Guitarist Mitchell, drummer Gunnar Olsen, and bassist Josh Moreau crafted a sinewy and throbbing musical backdrop for Keenan and Round. The show’s dramatic lighting design skillfully highlighted Keenan and Round as they fleshed out the characters of Black and Grey. The two singers stayed in character: sometimes they delivered the songs through elaborate vocal pairings, sometimes reacting physically via herky-jerky dance moves, on occasion maniacally storming around the two-tiered stage.

The show’s darkest clouds amassed during songs such as “Self Evident,” a searing indictment of a fool who is put in charge — perhaps an obvious target — and the harrowing “Bad Wolves,” which lays out how evil can and will triumph over good.

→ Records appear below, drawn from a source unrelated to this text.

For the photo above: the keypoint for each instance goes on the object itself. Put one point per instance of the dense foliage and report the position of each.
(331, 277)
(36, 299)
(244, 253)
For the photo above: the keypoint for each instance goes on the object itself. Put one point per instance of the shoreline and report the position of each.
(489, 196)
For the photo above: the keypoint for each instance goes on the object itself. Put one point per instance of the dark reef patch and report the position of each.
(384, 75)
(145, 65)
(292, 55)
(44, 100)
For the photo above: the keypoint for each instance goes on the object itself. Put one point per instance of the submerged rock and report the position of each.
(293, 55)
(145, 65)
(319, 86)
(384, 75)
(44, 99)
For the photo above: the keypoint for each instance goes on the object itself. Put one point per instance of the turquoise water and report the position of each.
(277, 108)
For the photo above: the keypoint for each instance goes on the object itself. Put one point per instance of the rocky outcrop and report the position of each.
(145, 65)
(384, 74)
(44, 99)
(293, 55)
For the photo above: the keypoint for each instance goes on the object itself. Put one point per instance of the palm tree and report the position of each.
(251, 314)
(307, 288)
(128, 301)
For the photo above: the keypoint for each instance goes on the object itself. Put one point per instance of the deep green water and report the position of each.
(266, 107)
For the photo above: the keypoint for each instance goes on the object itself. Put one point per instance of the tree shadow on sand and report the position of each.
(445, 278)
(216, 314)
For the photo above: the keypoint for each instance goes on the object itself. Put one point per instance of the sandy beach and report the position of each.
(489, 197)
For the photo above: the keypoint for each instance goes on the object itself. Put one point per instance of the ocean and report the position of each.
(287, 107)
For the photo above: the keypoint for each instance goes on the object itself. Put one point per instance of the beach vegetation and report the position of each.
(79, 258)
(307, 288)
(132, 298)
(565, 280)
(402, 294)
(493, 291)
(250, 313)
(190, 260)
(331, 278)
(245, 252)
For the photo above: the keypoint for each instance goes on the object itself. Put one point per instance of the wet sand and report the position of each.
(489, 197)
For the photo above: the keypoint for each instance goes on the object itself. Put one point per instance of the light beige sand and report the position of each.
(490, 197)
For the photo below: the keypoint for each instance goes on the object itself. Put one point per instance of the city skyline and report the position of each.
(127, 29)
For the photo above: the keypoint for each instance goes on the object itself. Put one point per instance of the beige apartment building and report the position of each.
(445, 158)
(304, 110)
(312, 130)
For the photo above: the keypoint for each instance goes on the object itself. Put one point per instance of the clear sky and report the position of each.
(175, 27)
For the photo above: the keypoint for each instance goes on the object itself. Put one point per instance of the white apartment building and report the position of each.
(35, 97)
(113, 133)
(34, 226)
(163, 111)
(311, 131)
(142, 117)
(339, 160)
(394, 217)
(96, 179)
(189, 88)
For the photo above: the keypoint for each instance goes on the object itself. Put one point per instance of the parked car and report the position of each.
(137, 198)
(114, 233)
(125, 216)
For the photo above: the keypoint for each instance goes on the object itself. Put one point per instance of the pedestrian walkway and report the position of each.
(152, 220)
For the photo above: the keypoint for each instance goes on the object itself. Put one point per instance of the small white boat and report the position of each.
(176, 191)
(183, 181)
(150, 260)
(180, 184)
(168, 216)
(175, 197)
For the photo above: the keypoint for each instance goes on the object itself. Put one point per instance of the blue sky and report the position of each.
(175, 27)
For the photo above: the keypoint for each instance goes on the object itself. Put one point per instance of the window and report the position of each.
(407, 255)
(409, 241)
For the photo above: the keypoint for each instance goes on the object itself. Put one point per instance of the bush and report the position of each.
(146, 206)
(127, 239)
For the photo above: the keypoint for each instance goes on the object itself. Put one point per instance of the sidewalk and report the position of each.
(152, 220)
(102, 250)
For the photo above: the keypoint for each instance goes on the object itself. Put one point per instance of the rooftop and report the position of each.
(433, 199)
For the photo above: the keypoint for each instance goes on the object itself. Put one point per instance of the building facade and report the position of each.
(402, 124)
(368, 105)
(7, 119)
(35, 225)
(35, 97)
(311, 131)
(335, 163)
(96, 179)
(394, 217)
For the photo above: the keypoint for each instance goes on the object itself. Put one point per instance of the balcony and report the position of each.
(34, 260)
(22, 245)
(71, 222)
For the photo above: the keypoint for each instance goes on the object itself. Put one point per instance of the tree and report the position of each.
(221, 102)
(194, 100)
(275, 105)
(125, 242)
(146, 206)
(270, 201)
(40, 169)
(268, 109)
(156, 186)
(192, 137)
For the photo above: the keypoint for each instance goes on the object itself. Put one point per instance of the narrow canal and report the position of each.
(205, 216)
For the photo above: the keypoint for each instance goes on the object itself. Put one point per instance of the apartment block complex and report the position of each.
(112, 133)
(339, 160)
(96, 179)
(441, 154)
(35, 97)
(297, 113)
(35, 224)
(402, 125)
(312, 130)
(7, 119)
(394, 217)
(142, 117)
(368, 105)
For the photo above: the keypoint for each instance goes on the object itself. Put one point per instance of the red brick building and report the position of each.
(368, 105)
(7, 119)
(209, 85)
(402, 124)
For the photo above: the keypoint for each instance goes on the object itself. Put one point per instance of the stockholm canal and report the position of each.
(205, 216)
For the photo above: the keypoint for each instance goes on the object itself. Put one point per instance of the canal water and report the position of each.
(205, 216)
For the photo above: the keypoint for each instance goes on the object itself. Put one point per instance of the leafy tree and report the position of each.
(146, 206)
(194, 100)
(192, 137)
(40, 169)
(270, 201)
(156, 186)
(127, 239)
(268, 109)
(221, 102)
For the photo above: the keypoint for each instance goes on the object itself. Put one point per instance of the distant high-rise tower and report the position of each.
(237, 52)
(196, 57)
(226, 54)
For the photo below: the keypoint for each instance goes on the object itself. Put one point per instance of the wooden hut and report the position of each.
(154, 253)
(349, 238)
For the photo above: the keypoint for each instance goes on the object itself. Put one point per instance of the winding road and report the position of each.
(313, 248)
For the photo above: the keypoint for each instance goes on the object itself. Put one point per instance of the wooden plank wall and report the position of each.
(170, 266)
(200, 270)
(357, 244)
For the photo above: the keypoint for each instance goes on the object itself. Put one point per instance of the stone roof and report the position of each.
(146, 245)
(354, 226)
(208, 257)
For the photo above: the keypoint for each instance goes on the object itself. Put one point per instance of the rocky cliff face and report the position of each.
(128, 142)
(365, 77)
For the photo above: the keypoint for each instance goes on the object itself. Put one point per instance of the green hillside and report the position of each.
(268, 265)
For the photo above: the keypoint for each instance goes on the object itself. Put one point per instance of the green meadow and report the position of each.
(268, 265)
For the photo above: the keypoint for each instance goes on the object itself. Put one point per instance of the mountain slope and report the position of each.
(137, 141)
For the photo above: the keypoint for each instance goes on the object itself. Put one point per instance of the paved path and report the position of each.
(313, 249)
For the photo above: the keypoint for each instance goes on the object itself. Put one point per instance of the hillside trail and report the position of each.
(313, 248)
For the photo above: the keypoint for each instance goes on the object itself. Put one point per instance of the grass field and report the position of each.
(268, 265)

The album Normal Isn’t and the live show it has inspired fiercely trace today’s amplified negativity back to its various sources — vanity, indifference, ignorance, and the willingness of the powerful to exploit our weaknesses for the acquisition of power and control.

The messaging and its delivery were never self-righteous — Puscifer provoked rather than preached. What’s more, the band did not abandon good ol’ rock’n’roll theatrics: the black-and-white lighting effects deployed during “Pendulum,” for example, enhanced the song’s menacing tone. A video of Bellendia and Fanny appearing on a TV cooking show added detail to their characters while injecting some levity into the cascade of foreboding set pieces.

The first part of the show peaked when it turned to “The Remedy” from Puscifer’s Money Shot album. The combative song gave Round and Keenan (still as Grey and Black) a chance to go at each other. It was as if the grand design of the dominators was working, separating people into disconnected and feuding camps. It provided a climactic surge before the evening’s intermission.

For the second act, however, Puscifer went in another direction, offering a sense of rebirth and hope. Opening with the hymn-like “The Humbling River,” Puscifer reasserted the value of humanity over the forces that were trying to degrade it. The new tune “Impetuous” and older “Grand Canyon” expanded on that theme, banishing fear and embracing curiosity — compassion replaced cruelty.

It wasn’t the night’s final song, but “Grand Canyon” came off as Puscifer’s attempt to answer Normal Isn’t’s dystopian urges. The song’s exaltation of “witnessing the majesty’’ was a rejoinder to the misery-soaked lament — fighting off the temptation to murder the next person who annoys us — that began the evening.

Maynard James Keenan performing as Bellendia Black at the Boch Center Wang Theatre. Photo: Sam McLennan

Still, before Puscifer was done, Keenan steered the performance toward a more traditional concert format with the comical swagger of “Conditions of My Parole,” which featured an appearance by comedian Dave Hill, who opened the concert.

Keenan broke character to deliver the night’s finale, “A Public Stoning,” the last of the Normal Isn’t numbers to be played. It was one more caution against disengaging from the world around you. The song has the makings of another staple in the Puscifer catalog — expect this tune to live on, even after some sort of new, and hopefully better, normal arrives.

Given how heavy the material Puscifer is trafficking in these days, placing Hill on the bill supplied a satisfying balance. His screwball comedy is rooted in his skill at appearing dumb as he slips in one smart line after another. The funnyman’s props, gags, and musical comedy contributed a welcome irreverence — a frenetic and dizzying half-hour that ended way too soon.



Scott McLennan covered music for the Worcester Telegram & Gazette from 1993 to 2008. He then contributed music reviews and features to The Boston Globe, Providence Journal, Portland Press Herald, and WGBH, as well as to The Arts Fuse. He also operated the NE Metal blog to provide in-depth coverage of the region’s heavy metal scene.

1 Comment

  1. Max on April 6, 2026 at 2:21 pm

    This band just keeps getting better. Maynard has always been a keen observer of human behavior and desire, calling out our failings while (almost) always having a sense of compassion, even for the cheats, perverts and idiots among us. The problem, he once said, is ignorance.

    Well, I always leave a Puscifer/Tool/APC show feeling like I learned something about humanity. This show also has great sound and a criminally underrated drummer! So much winning.